A Petrobras defendeu hoje a “legalidade e a transparência” de sua atuação no Equador, thumb em resposta ao processo de anulação de seu contrato com o Estado, page por uma suposta venda de ativos no país sem autorização do Governo.
O gerente no Equador da Petrobras, Dirceu Abrahao, insistiu que as acusações do procurador Carlos Polit, que afirmou que a empresa enganou e entregou documentos falsos às autoridades equatorianas afetam “muitíssimo” à companhia, pois a Petrobras “sempre teve um grande cuidado nas questões ambientais e legais”.
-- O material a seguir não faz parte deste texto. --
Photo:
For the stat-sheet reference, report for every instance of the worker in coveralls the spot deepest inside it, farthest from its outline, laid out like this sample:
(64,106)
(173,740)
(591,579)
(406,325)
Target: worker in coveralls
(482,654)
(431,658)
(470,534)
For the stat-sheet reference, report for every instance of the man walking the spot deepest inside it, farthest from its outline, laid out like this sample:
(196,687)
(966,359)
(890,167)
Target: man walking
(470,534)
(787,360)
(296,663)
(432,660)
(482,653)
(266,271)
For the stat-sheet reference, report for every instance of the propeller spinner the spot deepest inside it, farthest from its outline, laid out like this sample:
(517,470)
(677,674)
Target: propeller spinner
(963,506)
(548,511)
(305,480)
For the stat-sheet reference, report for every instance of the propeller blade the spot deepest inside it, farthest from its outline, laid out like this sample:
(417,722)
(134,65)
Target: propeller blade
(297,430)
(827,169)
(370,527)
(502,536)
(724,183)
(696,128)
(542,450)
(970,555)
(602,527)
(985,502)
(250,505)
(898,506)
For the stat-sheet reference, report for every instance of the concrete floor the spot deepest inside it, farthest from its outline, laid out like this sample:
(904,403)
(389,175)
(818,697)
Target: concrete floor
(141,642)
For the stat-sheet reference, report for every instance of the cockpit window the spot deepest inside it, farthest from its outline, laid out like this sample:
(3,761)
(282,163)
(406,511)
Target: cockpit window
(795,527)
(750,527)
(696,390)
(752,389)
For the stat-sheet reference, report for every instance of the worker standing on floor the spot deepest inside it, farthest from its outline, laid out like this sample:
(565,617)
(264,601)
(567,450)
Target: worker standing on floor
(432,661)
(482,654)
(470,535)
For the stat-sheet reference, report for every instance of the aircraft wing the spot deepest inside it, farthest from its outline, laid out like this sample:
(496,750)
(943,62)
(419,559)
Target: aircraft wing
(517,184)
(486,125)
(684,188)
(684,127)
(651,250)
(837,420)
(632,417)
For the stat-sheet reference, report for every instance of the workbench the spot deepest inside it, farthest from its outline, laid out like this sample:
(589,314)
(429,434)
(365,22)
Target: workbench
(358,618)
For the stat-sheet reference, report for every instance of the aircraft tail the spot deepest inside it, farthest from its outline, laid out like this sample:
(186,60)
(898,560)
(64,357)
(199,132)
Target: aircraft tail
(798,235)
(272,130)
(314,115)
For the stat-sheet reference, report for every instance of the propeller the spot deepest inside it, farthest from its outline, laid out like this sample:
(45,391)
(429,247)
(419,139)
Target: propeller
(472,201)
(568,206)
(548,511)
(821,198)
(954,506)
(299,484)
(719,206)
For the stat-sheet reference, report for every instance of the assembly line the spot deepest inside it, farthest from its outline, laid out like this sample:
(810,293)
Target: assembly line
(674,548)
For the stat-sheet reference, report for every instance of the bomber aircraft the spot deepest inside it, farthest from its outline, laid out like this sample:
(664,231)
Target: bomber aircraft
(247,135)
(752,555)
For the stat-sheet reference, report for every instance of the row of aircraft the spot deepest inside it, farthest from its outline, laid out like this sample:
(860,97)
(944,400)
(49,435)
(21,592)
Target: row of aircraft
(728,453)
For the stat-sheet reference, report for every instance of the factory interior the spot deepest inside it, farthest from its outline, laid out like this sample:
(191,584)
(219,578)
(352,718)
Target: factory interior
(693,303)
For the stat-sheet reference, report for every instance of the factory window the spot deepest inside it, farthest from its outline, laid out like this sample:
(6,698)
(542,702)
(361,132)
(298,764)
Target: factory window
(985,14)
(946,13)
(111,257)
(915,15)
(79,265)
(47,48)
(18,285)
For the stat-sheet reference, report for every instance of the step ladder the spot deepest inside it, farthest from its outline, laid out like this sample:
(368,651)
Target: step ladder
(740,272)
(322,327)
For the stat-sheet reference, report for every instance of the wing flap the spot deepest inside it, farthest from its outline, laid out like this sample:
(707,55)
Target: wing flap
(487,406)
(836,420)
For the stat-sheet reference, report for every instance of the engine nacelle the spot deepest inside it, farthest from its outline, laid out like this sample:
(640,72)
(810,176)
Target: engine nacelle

Para ele, “não há dúvida, por análises anteriores, de que não houve irregularidades”, pois o processo já foi analisado e se determinou que a estatal brasileira cumpriu a normativa equatoriana.
Abrahao também enfatizou que os supostos “documentos falsos” não foram mostrados.
O assessor legal da Petrobras, José Meythaler, afirmou que há uma “falta absoluta de argumentos jurídicos por parte do procurador”, especialmente sobre a suposta cessão de ativos para a empresa japonesa Teikoku, pois só se assinou uma “carta de intenções”, na qual se especifica que uma possível venda depende da autorização do Estado Equatoriano.
A Petrobras prestou conta às bolsas de Buenos Aires e Nova York, “para transparecer uma possível operação”, disse o assessor, que negou que, até o momento, se tenha produzido alguma venda ou cessão para a Teikoku.
Além disso, Meythaler indicou que não se formou um consórcio com duas companhias equatorianas para a exploração do campo de Palo Azul – o que também seria motivo de cancelamento do contrato – mas as três atuam como co-participantes.
Outra questão seria a eventual falta de registro da Teikoku para fazer negócios no Equador quando foi feita a assinatura da carta de intenções com a Petrobras. Em relação a isso, o advogado argumentou que esse seria um problema da companhia japonesa, lembrando que o registro em questão foi feito logo após, quando receberam a autorização ministerial, em janeiro de 2007.
A Petrobras insistiu que até agora nenhuma venda foi realizada, pelo que Abrahao apontou que a atitude do procurador Polit poderia estar relacionada com as circunstâncias políticas do país e destinada a “mobilizar a opinião pública”.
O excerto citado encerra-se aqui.